Practical impact: What does this mean for hospitals and patients?

This research tells us that we cannot rely on general chatbots in diagnostic processes. For hospitals, including those in the Czech Republic, this means that investments in AI should not be directed towards purchasing general licenses for doctors, but towards implementing specialized systems that have been trained exclusively on medical data and have undergone certification.

From a regulatory perspective, the European Union and its AI Act play a key role here. Medical AI systems fall into the high-risk category. This means that software intended to assist with diagnosis must meet extremely strict requirements for transparency, safety, and accuracy before it is even allowed for use in the EU. General models like GPT-4o currently do not meet these requirements for medical purposes.

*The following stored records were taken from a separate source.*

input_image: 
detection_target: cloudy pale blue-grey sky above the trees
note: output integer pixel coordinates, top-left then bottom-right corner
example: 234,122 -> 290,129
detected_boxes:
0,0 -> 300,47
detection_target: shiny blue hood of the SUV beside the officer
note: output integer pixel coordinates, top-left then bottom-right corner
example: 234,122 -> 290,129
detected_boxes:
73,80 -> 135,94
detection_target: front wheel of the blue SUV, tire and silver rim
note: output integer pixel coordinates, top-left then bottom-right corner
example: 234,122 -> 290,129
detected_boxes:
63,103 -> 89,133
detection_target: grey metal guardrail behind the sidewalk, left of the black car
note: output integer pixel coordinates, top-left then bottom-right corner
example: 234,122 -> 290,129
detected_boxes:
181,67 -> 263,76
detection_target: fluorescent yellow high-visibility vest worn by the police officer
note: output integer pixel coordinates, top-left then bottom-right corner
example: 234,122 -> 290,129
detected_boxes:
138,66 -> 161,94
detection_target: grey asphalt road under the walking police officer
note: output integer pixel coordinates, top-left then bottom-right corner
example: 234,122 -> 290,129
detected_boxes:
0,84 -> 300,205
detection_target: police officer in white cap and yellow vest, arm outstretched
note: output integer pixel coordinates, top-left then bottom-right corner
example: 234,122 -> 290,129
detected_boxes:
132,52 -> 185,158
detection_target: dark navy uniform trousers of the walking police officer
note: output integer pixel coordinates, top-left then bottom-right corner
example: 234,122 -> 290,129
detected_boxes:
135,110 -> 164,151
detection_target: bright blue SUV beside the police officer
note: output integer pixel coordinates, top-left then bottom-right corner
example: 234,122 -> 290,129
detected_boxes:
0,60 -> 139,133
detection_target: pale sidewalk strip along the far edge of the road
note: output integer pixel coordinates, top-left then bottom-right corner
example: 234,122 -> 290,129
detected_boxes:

Availability and the Czech context

In the Czech Republic, the first implementations of AI in radiology are already appearing, but these are based on algorithms such as Convolutional Neural Networks (CNN), which are specialized in image analysis, not general language models. These systems are less "conversational," but are orders of magnitude more reliable in detecting pathologies. For a Czech doctor, it is important to know that even if they have access to ChatGPT in Czech, its ability to "see" medical images is still in an experimental phase.

Conclusion: The path to expert AI

The study's outcome is clear: general LLMs are excellent assistants for writing reports, summarizing texts, or explaining terms to patients, but as diagnostic tools for acute conditions, they are currently dangerous. The future of medicine does not lie in wanting a chatbot to be a doctor, but in having specialized models that will have access to a gigantic amount of medical data and will function as a highly accurate filter for radiologists.

Can AI completely replace a radiologist in the future?

According to current trends and research, no. AI will function as a "second pair of eyes" – a tool that alerts doctors to suspicious areas, but the final diagnostic responsibility and interpretation of the complex clinical picture will always remain with a human.

Are these models capable of communicating in Czech when analyzing images?

The image analysis itself (of pixels) is universal. However, the model's ability to generate a textual description in Czech is very high for models like GPT-4o or Gemini. The problem is not the language, but the accuracy of the diagnosis itself.

What is the cost of implementing such AI in a hospital?

For general models, API calls are paid for (e.g., with OpenAI, it's the price per token). For specialized medical systems, it involves high investments in licenses, integration into the hospital information system (HIS), and certification according to EU rules, which can mean millions of Czech crowns.